Le décor : une France prise dans l’engrenage de guerres mondiales et atomiques. L’action : une consultation médicale, un voyage à travers la France, un autre (sur les quatre dernières pages) dans le temps. Les personnages : des ratés divers. Où diantre sont passés l’archange et son épée ?

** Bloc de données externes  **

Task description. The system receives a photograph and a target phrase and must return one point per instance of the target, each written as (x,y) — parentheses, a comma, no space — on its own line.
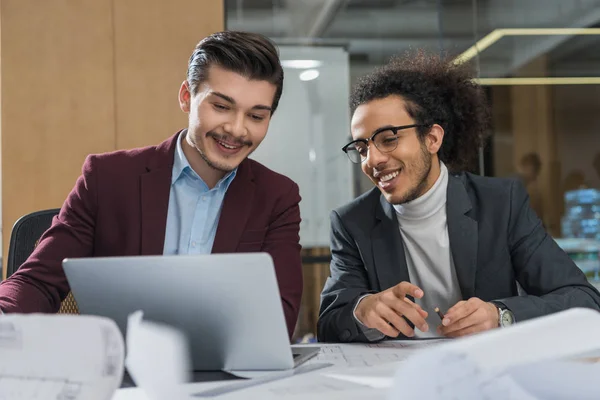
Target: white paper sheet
(157,358)
(312,386)
(59,357)
(367,355)
(531,361)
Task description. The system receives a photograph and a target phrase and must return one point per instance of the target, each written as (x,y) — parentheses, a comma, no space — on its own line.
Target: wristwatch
(505,316)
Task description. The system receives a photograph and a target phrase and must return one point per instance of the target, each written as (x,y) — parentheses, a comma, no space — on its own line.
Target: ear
(435,138)
(185,97)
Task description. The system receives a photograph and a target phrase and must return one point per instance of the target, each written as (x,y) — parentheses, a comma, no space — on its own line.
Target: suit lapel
(387,246)
(155,188)
(237,206)
(462,232)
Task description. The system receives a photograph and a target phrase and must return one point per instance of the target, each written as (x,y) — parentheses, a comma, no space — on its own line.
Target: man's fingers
(407,289)
(456,307)
(462,311)
(410,311)
(463,323)
(382,326)
(398,322)
(423,313)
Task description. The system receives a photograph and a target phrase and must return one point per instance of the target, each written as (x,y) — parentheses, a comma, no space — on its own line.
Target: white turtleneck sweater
(424,230)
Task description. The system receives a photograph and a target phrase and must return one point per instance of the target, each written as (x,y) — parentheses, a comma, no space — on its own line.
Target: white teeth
(388,177)
(227,146)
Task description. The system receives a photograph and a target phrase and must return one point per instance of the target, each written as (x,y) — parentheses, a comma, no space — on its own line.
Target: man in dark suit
(195,193)
(430,236)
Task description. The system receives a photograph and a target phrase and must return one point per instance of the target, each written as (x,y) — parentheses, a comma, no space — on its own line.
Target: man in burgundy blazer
(120,203)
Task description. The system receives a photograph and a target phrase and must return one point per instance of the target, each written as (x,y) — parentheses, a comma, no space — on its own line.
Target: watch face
(507,318)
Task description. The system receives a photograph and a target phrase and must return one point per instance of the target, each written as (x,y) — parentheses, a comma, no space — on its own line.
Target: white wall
(306,135)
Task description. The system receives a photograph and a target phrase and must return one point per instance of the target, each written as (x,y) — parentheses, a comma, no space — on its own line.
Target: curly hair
(436,91)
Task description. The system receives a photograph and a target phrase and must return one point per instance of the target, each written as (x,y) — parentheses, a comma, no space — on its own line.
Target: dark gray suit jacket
(496,240)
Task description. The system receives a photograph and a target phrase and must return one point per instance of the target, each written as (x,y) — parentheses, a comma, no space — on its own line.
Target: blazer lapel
(462,232)
(237,206)
(388,247)
(155,188)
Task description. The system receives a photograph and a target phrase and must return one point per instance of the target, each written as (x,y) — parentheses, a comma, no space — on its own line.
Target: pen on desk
(439,313)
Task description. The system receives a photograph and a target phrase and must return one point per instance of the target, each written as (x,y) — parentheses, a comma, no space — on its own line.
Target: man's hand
(384,311)
(467,317)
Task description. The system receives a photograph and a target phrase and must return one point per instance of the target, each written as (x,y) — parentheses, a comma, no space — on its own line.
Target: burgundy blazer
(119,206)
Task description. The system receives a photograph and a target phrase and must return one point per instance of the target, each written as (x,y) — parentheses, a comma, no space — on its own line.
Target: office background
(88,76)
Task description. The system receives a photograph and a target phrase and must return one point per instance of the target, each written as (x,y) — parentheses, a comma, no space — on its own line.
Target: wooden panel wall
(533,131)
(87,76)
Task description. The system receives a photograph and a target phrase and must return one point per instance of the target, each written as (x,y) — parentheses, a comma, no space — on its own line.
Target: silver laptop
(228,305)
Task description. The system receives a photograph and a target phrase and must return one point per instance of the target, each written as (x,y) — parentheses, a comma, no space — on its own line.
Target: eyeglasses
(385,139)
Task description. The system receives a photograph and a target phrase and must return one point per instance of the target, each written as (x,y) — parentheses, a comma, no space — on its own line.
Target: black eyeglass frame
(394,129)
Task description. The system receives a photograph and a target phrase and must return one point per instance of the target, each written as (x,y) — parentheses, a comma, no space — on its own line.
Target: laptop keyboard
(22,387)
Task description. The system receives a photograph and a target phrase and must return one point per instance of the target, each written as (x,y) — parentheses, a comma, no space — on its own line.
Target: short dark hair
(436,91)
(249,54)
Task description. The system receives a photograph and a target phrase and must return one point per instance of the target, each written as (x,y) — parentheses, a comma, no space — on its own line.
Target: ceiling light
(309,75)
(301,64)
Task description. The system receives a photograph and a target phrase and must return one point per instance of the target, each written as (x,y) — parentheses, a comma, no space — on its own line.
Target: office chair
(24,238)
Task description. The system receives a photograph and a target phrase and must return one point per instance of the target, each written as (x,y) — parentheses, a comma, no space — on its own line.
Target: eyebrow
(232,101)
(382,128)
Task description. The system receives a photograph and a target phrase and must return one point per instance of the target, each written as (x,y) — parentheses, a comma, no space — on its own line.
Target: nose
(375,157)
(236,126)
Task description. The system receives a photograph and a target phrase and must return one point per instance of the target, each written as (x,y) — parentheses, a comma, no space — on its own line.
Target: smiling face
(228,118)
(409,170)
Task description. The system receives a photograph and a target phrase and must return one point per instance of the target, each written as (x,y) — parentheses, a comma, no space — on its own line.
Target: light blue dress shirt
(194,209)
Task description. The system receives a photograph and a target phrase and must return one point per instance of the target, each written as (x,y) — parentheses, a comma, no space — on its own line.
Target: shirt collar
(181,167)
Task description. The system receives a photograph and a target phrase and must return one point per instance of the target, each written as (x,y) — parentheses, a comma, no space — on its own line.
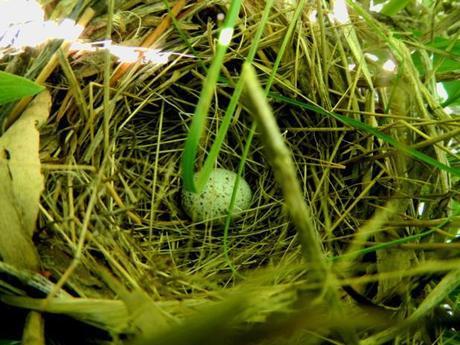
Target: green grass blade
(199,119)
(221,134)
(394,6)
(370,130)
(13,87)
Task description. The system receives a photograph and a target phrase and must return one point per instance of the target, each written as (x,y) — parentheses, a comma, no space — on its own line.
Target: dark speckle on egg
(214,200)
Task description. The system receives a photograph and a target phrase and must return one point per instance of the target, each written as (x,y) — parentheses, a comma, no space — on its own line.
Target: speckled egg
(213,201)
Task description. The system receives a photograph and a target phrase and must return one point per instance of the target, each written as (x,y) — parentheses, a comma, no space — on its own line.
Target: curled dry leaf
(21,184)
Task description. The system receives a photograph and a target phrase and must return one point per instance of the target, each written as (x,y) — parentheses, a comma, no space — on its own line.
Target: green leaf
(13,87)
(394,6)
(453,93)
(199,118)
(371,130)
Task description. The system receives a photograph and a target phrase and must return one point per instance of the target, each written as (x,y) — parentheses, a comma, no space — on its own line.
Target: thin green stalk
(253,129)
(199,118)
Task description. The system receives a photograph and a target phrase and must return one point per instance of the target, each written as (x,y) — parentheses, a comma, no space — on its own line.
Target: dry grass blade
(349,94)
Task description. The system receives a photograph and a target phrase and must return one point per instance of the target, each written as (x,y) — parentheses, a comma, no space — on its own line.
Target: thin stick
(280,159)
(48,69)
(150,40)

Il est bien question, dans ce qu’on peut à la rigueur considérer comme le centre de la scène, d’une sorte de médecin psychiatrique, qui affirme régulièrement son omniscience, fait de pesantes allusions à l’« Autre » et s’appelle, pour éviter toute équivoque sur sa personne, le docteur Satan. Mais ce pauvre diable manque singulièrement de relief et d’envergure. Il se révèle effectivement difficile à annihiler, mais il ne réussit en fin de compte qu’à faire tuer le financier qui venait lui demander protection.
Car c’est ainsi que s’ouvre le roman. Sur une bonne cinquantaine de pages, Louis Basile Loewenstein explique audit Satan qu’il va être assassiné, et reçoit les assurances les plus emphatiques de son interlocuteur : mais bien sûr, il va être protégé, cet assassinat sera évité, il y a d’ailleurs sous la main – ou presque – juste l’homme qu’il faut pour cette tâche. Entre en scène Fenris, militaire et déserteur qui paraît avoir la sympathie de l’auteur. Il est racolé par la secrétaire à tout faire de Satan, voyage et couche avec elle, tente de tuer Satan, puis de s’enfuir, est engagé par Loewenstein, et le tue. Fin de Loewenstein, donc, et fin également du roman. Si la première laisse indifférent, la seconde fait en revanche plutôt plaisir.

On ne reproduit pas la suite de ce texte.